The feedback exists.
The sources disappear.
Only one blended signal remains.
3. Structural Mechanism
Feedback Fusion Drift propagates through five invariant stages:
Multiple Feedback Sources
Independent feedback streams emerge from different origins.
Signal Aggregation
The system combines multiple feedback sources into one interpretive stream.
Source Loss
Individual feedback origins become increasingly indistinguishable.
Unified Interpretation
Decisions begin responding to the fused signal instead of separate feedback.
Structural Fusion
Similar situations repeatedly collapse multiple feedback channels into one.
At this stage, feedback quantity increases while feedback precision decreases.
4. Invariants
Feedback Fusion Drift is present only when:
Multiple Sources
More than one feedback stream exists.
Source Blending
Individual feedback signals lose independent identity.
Reduced Differentiation
Feedback origins become difficult to separate.
Unified Response
Decisions respond to the blended feedback rather than individual signals.
Structural Recurrence
Similar situations repeatedly produce feedback fusion.
If feedback sources remain independently distinguishable, the pattern is not Feedback Fusion Drift.
5. Illustrative Examples (Demonstrative Only)
Solo
An individual combines self-criticism, social media opinions, and a mentor’s advice into one emotional judgment.
Coupled
A partner interprets comments from friends, family, and their spouse as one unified emotional message.
Collective
An organization merges customer feedback, employee feedback, and market feedback into one metric, obscuring important differences.

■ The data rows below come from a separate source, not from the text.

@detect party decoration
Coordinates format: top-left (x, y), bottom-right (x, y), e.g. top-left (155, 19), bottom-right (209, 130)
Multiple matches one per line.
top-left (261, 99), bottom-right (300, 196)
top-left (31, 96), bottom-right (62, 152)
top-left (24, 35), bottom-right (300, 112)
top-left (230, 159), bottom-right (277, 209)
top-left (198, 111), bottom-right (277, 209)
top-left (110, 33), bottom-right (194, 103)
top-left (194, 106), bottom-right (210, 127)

These examples clarify mechanism only.
6. Structural Cost
Source Ambiguity
Feedback origins become increasingly unclear.
Calibration Loss
Individual feedback cannot be evaluated independently.
Decision Distortion
Decisions respond to blended rather than precise information.
Adaptive Weakening
Feedback loses corrective specificity.
Noise Amplification
Contradictory signals become hidden inside the fusion.
Learning Reduction
Accurate adjustment becomes increasingly difficult.
Structural Confusion
More feedback paradoxically produces less clarity.
Over time, the system receives more information while understanding less of it.
7. Drift Boundary
Combining feedback can simplify decision making.
Drift begins when simplification erases meaningful distinctions between feedback sources.
Healthy systems integrate feedback without losing source identity.
8. Canonical Lock
When every voice becomes one voice, none of them can be understood clearly.